Peu de congolais  se font d’illusions sur les capacités et la volonté du gouvernement Gizenga d’améliorer leur sort compte tenu de l'insécurité qui règne dans le pays surtout à l'Est et à Kinshasa où on a vu les éléments de la garde prétorienne de Kabila assassiner un jeune cadre du MLC Daniel Boteti qui était vice-président de l'assemblée provinciale de Kinshasa. Certains, cependant, se demandent aujourd'hui devant l'incapacité du pouvoir actuel s’il ne valait pas mieux porter un parti d'opposition au pouvoir pour faire barrage à Kabila et à Gizenga, dans l’idée que la politique de L'UDPS serait, sinon meilleure que l’actuelle, en tout cas « moins pire ». Cet état d’esprit exprime une certaine lucidité, tout à fait saine en elle-même, impliquant un fort recul des illusions réformistes qui prévalaient avant ; mais, en même temps, un tel raisonnement reflète une crise profonde de la politique en tant qu’instance capable de porter des projets alternatifs et des espoirs pour les masses : on ne se prononce plus pour un programme, mais on se sert du vote pour éliminer tels ou tels politiciens. Le cas de Jean-Pierre est encore là. Arrêté d'une manière rocambolesque et que même la CPI n'arrive à convaincre l'opinion sur le bien fondé de cette précipitation alors Bemba est un homme public qui avait un agenda que tout le monde connaissait. 

Et le pouvoir amnistie un homme qui a sêmé la mort et la souffrance à la population congolaise depuis une décenie, Laurent Nkudabatuare, un rwandais qui se réclame ''tutsti congolais''. Les massacres des Hutus à Tingi-Tingi et Mbandaka lors de l'avancée de l'AFDL, il était déjà là, La guerre entre les armées  ougandaise et rwandaise pour le contrôle de ville de Kisangani qui a fait des milliers des victimes civils, la prise de ville de Bukavu en 2004, encore lui. Enfin la dernière guerre au Nord-Kivu, les populations déplacées.

Ses troupes s’étaient rendues coupable de déplacements forcés de population et autres crimes de droit international. Déjà en 2002, la responsabilité d’Abdoulaye Miskine, alors chef de l’Unité de la sécurité présidentielle (USP), et de ses hommes était engagée dans la perpétration, en sa présence, de massacres contre des civils notament à Rutsuru, Masisi...

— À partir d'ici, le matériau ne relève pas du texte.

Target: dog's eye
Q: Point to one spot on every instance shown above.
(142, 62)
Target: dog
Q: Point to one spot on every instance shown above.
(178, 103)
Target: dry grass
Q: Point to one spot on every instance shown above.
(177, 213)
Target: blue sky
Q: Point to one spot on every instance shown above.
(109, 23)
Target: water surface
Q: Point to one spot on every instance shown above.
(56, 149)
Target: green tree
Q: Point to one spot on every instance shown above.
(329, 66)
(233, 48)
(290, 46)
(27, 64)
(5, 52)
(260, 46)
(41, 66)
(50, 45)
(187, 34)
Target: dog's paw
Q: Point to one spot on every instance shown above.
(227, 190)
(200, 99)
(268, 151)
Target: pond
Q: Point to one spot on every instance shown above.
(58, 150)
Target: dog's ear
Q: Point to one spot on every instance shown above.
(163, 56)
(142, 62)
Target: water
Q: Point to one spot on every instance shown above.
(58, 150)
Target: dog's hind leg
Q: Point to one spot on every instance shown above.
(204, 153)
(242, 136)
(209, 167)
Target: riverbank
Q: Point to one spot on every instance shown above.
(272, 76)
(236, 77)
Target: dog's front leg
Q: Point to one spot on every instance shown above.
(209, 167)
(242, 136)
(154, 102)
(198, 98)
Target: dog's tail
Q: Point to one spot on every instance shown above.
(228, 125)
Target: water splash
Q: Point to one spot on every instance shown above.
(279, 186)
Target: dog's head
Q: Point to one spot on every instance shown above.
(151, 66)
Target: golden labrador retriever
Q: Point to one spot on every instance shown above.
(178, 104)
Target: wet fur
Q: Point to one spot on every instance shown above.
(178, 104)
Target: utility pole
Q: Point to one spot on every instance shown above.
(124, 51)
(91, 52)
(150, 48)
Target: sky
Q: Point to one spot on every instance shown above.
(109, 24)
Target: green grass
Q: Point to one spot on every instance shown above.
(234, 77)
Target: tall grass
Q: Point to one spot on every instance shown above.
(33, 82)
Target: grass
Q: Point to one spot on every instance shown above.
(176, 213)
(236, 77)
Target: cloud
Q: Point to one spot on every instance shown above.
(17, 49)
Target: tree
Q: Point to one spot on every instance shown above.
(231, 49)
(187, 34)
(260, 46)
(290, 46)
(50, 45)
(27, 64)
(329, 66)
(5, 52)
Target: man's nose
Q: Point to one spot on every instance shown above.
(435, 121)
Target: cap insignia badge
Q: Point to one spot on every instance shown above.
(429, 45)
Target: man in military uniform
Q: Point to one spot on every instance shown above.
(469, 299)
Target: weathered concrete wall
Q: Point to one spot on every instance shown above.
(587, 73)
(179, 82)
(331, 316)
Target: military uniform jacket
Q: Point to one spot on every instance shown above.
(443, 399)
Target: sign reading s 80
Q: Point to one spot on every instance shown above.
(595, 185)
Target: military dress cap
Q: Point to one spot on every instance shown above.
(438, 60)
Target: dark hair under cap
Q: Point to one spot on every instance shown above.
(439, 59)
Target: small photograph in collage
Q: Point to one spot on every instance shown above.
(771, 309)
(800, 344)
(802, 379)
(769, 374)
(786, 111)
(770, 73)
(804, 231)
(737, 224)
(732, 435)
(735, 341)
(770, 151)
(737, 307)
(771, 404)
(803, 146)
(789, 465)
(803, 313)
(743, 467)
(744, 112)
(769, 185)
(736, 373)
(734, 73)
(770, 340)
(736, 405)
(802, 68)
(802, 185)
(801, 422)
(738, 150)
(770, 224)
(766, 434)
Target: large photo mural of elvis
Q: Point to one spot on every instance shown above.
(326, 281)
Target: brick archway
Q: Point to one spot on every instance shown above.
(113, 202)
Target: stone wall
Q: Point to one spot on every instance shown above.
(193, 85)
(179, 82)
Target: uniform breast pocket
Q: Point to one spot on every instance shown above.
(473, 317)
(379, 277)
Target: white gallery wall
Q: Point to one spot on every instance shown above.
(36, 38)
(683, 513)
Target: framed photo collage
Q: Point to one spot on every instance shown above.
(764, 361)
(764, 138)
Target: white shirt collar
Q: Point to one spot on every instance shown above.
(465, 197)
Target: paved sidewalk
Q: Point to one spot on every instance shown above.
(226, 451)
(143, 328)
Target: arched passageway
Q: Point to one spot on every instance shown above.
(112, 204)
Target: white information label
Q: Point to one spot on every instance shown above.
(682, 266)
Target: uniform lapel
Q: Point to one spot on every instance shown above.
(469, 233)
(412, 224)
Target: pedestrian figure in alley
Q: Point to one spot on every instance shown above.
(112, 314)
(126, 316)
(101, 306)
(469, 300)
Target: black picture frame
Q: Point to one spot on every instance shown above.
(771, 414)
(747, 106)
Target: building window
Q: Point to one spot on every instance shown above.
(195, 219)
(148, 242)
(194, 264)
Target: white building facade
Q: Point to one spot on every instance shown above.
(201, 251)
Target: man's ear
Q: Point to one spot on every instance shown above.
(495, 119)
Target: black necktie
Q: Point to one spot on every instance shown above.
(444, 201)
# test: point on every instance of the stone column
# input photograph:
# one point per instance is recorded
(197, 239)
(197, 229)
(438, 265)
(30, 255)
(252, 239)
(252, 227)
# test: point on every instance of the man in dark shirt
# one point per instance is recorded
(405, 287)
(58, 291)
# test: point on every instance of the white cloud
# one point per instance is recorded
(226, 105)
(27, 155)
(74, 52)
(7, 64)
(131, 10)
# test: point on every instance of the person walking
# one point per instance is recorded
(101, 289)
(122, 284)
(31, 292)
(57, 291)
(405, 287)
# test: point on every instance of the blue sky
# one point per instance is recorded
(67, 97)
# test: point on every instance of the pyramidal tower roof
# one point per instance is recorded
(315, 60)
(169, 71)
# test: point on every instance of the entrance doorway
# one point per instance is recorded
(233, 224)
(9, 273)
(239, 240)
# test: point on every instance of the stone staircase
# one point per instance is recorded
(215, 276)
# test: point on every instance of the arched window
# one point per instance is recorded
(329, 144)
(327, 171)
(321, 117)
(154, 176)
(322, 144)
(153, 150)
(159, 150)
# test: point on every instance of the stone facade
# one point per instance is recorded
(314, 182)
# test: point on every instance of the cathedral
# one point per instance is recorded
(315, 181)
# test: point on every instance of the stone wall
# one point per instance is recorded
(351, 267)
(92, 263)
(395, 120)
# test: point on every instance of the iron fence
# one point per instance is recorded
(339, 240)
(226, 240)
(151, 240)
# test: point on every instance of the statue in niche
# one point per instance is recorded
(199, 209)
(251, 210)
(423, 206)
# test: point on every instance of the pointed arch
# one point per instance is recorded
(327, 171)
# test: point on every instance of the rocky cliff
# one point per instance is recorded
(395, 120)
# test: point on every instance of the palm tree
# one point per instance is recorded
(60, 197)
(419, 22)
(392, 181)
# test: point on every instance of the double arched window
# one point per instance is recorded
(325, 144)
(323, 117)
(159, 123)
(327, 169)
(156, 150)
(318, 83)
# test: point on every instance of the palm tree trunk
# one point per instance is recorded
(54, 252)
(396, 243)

Le retour libre de Laurent Nkundabatuare est en contradiction avec la nécessaire lutte contre l’impunité des crimes les plus graves, base d’une paix durable en RDCongo. Ce retour est une menace supplémentaire pour la sécurité des victimes de crimes internationaux qui plaident depuis 1996 pour leur droit à la justice devant les instances judiciaires nationales et internationales

Dans cette situation, le gouvernement a plus que jamais à proposer clairement aux congolais leur propre programme. La majorité des congolais n’ont pas à céder aux sirènes du prétendu « réalisme » consistant à amestier un criminel de guerre et ses alliés sous prétexte de la «réconciliation  ».